Car on banked turn, with reversed banking angle

[pech0706]

Homework Statement

Consider the problem of a car traveling along a banked turn. Sometimes roads have a "reversed" banking angle. That is the road is tilted "away" from the center of curvature of the road. The coefficient of static friction between the tires and the road is \mu_s=0.50, the radius of curvature is 15m, and the banking angle is 10 degrees. What is the max speed at which a car can safely navigate such a turn?

Homework Equations

F_friction=\mu_s[(mgcos10-mv²/r)
Fparallel=mgsin10
N=mgcos10-(mgcos10-mv²/r)

The Attempt at a Solution

I know the answer is supposed to be 7.2 m/s, however I keep getting in the whereabouts of 10m/s.
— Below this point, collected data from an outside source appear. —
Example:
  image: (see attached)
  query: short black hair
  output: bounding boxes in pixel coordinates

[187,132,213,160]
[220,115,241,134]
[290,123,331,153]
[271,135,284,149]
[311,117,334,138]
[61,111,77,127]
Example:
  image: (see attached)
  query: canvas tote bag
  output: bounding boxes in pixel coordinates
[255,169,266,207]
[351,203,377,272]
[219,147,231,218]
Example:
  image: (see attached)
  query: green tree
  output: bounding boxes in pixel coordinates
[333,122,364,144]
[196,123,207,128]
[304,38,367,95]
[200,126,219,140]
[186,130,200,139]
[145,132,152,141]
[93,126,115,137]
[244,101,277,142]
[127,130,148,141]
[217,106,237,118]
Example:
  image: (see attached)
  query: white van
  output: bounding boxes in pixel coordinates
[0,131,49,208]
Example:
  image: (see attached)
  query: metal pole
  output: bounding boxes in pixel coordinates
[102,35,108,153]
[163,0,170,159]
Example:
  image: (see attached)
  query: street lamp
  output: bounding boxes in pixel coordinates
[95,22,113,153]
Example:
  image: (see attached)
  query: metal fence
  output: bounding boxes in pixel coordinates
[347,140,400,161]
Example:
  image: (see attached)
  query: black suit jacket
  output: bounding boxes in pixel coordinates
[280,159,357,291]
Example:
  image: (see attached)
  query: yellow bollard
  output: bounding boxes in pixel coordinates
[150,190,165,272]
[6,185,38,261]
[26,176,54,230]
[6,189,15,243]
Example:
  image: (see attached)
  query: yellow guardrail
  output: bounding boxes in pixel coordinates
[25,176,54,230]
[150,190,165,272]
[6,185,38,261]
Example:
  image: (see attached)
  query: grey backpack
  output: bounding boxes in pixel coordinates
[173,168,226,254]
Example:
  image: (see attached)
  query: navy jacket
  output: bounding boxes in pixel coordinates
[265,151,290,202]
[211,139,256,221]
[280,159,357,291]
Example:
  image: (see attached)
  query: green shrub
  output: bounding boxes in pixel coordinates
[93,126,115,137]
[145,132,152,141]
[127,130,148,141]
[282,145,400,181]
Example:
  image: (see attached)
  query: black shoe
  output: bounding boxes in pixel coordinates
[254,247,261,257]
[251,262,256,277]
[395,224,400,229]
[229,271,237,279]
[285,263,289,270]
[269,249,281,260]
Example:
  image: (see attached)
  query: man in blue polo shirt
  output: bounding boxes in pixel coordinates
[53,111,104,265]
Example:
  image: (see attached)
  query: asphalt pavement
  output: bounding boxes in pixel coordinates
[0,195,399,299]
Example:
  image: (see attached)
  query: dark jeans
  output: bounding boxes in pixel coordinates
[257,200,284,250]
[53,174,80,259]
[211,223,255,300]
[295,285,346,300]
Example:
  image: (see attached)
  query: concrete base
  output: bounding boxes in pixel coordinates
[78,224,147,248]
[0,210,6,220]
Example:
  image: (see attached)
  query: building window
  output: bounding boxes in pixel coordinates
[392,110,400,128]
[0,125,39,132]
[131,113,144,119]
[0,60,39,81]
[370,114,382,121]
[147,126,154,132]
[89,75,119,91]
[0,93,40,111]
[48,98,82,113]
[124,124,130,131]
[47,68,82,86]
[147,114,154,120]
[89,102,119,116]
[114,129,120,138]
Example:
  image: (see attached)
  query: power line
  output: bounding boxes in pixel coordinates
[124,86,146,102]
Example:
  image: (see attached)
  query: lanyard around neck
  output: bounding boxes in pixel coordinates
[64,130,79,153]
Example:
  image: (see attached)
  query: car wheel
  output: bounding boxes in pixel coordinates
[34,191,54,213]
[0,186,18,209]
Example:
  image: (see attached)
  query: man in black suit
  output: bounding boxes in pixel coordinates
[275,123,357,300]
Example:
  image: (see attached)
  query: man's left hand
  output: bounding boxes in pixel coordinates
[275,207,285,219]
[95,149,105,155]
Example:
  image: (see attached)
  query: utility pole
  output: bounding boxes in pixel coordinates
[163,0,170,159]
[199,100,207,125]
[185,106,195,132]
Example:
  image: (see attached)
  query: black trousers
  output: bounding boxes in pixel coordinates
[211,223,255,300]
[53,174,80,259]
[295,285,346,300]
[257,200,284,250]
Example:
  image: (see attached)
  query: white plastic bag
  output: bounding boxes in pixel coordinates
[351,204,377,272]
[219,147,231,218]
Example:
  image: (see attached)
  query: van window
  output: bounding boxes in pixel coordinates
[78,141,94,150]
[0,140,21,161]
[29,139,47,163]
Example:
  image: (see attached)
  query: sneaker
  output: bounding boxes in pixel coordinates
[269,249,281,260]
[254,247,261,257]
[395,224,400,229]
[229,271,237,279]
here is what I did: (0.5)(m)(9.81cos10-v²/15)=1.703(m)
divide out the m to cancel mass giving you:
(0.5)(9.81cos10-v²/15)=1.703
divide out 0.5
9.8cos10-v²/15=3.407
subtract 9.8 cos10
-v²/15=-6.244138
multiply both sides by -15
v²=93.662085
take the square root of 93.662085
v=9.6779m/s
v=10m/s

I don't know what I'm doing wrong, but from what I understand the normal force is reduced due to the reversed banking angle. Other than that I'm not real sure where I'm going wrong, I don't know if the equations I've figured out are not correct. I could really use some help, my homework is due on Wednesday and this is the only one I can't figure out. Thanks!

 

[ashishsinghal]

why have you not taken components of centrifugal force

 

[Doc Al]

why have you not taken components of centrifugal force

There's no need for centrifugal force.

 

[Doc Al]

Homework Equations

F_friction=\mu_s[(mgcos10-mv²/r)
Fparallel=mgsin10
N=mgcos10-(mgcos10-mv²/r)

Show how you arrived at these equations. (Always start with a free body diagram and then apply Newton's 2nd law.)

 

[ashishsinghal]

in the car's frame mv^2/r is the centrifugal force. pech0706 has used it in his equations. how can there be no need for it as the car is moving in a circular track

 

[Doc Al]

in the car's frame mv^2/r is the centrifugal force. pech0706 has used it in his equations. how can there be no need for it as the car is moving in a circular track

Centrifugal force is only used when viewing things from an non-inertial frame. There is no need to use anything other than the usual inertial frame for this problem. You could use such a frame, but you don't need to. (And unless non-inertial frames have been explicitly covered in the course, it will just add to the confusion.)

Note that v^2/r is the magnitude of the centripetal acceleration.

 

[ashishsinghal]

I did not consider the course. I am more with the non-inertial frame.
I will consider it in future. thanks